When the final deal was struck, I was hit by a new concern: the healthcare industry.
It’s not that I’ve never been concerned about the state of healthcare before; it’s just that the deficit reduction deal gave me a whole new thing to worry about.
For those who don’t remember (or are trying hard to forget), the budget impasse in Congress ended when the parties agreed to cut the deficit and raise the debt ceiling right away but also to cut another $1.2 trillion before the end of the year.
It doesn’t all have to come from the current year’s budget, of course – they’ll spread the cuts out over time. But that’s still a lot of spare change to find in the Congressional sofa cushions.

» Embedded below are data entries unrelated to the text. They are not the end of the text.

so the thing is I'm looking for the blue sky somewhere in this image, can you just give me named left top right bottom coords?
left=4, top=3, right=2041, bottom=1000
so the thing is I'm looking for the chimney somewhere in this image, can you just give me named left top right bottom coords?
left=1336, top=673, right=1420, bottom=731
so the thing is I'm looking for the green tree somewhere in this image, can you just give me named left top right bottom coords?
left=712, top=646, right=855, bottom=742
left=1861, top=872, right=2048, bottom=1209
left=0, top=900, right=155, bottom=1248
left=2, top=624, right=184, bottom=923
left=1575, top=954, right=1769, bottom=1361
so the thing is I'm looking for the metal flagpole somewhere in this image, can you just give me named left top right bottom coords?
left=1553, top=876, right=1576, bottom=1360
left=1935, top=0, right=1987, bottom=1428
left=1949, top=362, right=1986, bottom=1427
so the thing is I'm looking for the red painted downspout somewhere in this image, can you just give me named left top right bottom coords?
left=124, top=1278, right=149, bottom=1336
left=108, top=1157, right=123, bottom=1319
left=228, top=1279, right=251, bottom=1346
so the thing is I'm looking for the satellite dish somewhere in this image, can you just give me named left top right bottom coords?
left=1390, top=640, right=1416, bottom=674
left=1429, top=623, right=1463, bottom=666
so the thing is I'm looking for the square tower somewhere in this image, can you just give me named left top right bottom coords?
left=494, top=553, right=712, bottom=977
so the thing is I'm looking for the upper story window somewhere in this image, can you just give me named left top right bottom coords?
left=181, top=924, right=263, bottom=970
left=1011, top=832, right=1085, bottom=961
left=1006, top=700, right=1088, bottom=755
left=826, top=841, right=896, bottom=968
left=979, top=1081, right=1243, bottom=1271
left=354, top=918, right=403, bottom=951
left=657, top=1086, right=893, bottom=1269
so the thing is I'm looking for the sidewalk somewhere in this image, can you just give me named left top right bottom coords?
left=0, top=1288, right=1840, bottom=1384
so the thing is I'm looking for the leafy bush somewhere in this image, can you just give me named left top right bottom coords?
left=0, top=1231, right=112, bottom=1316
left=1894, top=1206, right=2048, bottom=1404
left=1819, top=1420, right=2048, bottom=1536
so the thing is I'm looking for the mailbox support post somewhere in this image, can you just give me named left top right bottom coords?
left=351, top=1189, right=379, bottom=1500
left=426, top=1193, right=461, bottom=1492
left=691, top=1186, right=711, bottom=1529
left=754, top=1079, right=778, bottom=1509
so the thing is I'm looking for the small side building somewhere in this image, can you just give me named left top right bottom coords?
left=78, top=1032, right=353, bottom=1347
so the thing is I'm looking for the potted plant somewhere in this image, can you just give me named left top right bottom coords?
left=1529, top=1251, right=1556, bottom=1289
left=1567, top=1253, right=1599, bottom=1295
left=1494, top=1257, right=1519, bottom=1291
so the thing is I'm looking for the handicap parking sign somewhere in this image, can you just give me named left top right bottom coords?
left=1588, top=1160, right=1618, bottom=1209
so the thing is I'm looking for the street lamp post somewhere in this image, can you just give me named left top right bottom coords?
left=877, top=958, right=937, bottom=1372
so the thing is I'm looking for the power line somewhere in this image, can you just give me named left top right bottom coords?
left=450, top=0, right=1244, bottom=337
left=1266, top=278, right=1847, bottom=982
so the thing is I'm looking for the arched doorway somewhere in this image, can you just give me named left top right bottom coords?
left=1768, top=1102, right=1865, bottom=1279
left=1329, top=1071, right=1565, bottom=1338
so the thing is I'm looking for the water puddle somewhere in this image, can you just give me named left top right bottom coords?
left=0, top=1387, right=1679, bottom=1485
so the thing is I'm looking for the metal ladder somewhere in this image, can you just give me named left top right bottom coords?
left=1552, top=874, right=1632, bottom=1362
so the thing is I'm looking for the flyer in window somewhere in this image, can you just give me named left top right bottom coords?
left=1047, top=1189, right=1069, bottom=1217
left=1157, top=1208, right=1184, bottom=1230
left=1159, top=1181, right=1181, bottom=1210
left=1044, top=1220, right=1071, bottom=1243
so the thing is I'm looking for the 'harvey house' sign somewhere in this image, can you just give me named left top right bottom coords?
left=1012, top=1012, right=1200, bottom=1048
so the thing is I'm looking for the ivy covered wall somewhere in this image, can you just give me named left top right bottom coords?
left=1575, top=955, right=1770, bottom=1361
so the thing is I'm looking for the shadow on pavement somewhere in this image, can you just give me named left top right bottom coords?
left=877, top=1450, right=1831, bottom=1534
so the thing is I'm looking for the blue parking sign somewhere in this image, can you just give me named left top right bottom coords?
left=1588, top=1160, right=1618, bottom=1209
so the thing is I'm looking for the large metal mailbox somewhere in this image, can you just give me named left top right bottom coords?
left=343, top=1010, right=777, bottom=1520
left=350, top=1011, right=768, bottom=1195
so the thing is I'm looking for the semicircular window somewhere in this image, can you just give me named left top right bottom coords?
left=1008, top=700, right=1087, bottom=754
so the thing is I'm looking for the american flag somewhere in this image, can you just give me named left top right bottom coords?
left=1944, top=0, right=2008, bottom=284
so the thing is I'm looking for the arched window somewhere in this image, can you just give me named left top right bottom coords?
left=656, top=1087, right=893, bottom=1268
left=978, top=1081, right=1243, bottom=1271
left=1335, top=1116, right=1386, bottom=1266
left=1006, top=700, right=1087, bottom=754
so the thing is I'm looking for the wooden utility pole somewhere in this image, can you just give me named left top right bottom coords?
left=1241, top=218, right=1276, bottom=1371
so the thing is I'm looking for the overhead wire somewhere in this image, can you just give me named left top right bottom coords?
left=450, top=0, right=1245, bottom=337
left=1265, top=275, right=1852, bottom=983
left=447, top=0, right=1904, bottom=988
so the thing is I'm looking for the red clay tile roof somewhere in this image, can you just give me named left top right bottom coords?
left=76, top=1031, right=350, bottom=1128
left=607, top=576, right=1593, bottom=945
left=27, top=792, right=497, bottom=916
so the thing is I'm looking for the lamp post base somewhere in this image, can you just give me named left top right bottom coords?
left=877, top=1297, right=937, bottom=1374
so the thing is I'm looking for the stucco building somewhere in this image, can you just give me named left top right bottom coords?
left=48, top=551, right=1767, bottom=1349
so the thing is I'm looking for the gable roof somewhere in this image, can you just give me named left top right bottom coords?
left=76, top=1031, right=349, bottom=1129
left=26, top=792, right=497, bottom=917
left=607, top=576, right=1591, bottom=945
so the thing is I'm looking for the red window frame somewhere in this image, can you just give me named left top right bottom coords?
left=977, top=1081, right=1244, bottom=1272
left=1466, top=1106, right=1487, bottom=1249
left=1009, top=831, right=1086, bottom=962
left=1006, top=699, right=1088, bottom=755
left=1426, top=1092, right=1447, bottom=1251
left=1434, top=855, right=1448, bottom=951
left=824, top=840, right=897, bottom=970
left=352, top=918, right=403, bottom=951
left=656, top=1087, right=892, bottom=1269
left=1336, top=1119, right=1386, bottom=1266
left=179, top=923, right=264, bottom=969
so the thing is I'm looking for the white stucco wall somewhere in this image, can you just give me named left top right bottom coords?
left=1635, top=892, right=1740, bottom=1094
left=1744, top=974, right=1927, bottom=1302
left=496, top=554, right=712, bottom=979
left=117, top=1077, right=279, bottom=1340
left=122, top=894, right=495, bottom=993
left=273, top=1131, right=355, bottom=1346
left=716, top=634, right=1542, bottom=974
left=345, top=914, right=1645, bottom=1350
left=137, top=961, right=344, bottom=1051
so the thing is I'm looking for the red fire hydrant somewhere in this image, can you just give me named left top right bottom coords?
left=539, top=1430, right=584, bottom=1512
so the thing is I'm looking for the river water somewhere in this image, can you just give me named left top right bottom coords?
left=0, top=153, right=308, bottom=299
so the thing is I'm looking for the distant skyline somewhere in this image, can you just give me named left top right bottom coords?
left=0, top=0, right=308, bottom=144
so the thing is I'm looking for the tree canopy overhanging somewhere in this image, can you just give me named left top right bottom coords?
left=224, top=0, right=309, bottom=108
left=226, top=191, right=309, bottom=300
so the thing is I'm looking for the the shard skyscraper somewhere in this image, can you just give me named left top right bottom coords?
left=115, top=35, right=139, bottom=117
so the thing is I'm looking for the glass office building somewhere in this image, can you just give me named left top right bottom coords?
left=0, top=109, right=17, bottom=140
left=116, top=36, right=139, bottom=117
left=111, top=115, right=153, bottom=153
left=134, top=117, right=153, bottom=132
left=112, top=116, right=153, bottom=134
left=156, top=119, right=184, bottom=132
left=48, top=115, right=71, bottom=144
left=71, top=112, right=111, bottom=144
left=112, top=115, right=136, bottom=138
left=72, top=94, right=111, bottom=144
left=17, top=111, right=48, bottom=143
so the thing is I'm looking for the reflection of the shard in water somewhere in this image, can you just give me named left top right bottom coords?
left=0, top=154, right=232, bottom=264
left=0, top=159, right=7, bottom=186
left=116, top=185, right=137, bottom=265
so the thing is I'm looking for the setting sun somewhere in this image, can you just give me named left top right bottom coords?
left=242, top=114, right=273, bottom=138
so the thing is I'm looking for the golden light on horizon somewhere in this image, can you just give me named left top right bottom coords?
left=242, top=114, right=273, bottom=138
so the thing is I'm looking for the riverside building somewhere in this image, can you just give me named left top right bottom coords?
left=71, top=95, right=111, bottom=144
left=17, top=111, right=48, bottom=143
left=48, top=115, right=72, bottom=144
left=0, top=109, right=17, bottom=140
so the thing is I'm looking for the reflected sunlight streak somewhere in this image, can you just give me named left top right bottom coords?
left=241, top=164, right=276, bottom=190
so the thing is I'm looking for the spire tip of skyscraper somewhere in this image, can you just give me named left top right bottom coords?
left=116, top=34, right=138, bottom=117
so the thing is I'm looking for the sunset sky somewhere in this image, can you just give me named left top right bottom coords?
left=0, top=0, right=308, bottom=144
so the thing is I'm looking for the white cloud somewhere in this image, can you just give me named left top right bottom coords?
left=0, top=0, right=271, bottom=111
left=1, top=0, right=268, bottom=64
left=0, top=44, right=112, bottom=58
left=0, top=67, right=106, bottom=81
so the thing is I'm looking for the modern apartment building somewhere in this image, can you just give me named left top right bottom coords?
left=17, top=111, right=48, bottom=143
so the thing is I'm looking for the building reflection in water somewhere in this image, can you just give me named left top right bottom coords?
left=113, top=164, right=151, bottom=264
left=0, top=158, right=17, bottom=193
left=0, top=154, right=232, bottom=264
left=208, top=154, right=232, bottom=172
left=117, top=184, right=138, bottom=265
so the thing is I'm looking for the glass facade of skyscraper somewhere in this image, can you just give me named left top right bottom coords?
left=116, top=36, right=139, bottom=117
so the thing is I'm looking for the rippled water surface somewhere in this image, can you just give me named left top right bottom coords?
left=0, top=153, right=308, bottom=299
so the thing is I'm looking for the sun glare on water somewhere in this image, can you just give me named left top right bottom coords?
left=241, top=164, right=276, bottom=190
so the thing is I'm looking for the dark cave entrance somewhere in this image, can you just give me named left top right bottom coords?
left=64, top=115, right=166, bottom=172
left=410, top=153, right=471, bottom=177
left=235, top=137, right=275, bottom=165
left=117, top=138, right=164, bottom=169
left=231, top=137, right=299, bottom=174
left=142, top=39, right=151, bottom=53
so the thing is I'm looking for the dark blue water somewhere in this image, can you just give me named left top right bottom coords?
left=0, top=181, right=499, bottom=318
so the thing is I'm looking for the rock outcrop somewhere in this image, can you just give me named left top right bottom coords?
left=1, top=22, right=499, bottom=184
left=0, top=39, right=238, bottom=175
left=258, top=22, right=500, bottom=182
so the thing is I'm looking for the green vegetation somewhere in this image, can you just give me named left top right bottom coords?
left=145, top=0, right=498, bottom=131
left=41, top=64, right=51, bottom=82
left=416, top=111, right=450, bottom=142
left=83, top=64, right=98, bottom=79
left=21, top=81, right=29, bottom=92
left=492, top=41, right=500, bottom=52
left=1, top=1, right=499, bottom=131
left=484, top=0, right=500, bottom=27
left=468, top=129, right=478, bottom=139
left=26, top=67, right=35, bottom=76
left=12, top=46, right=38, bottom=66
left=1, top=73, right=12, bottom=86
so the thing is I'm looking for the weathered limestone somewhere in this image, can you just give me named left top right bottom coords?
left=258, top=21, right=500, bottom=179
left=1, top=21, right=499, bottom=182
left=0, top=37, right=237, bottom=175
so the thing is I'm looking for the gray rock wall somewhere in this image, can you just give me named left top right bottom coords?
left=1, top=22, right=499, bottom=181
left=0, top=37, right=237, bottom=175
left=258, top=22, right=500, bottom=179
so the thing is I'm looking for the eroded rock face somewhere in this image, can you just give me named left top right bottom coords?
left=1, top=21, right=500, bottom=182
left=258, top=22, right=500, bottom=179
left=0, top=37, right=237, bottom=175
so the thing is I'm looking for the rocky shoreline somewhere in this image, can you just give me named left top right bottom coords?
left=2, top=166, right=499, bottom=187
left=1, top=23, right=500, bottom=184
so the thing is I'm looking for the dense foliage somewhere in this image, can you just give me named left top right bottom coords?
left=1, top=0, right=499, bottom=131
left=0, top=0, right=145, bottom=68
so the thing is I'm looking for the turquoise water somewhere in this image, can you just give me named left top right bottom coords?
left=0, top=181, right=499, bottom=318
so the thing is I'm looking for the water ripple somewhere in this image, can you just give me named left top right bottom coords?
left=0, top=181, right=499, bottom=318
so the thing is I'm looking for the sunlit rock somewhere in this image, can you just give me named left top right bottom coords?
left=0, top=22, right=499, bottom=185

And the supercommittee that has to make the cuts is made up of six Democrats and six Republicans — two groups that haven’t found it very easy to agree on anything lately.
My concern is this:
The U.S. Department of Health and Human Services is offering incentive payments to Medicare and Medicaid providers who adopt EHRs. The Medicare EHR Incentive Program provides each doctor with up to $44,000 over five years. A similar program for Medicaid offers up to $63,750 over six years. You could try multiplying that by the number of doctors out there to estimate how much money we’re talking.
Every hospital, clinic, provider, coding company, medical transcription firm, documentation specialist, software vendor and janitor in the healthcare field has been working tirelessly for years to retool all of our systems, all of our thinking and all of our workforce to get ready for these EHRs.
Some providers have already begun implementing their EHRs and collecting money but the vast majority of the funds haven’t been spent yet. The money has been budgeted and planned but it’s just sitting there waiting.
And now the supercommittee has to find $1.2 trillion.
They don’t want to cut existing Medicare or Medicaid payments to doctors. They don’t want to cut existing Medicare or Medicaid services to seniors. They don’t want to cut defense. They don’t want to cut Social Security. They don’t want to raise the retirement age. They don’t want to raise taxes.
They’re running out of options here.
It’s going to be a lot more palatable politically to cut money that’s been promised but not paid, than to take back funds or services that are already in people’s pockets. Killing those EHR incentives would be a lot easier for politicians to stomach than most of the other things they could cut.
We’ve got another month to wait before we start hearing what they’re planning to do. It’s just going to be a long month.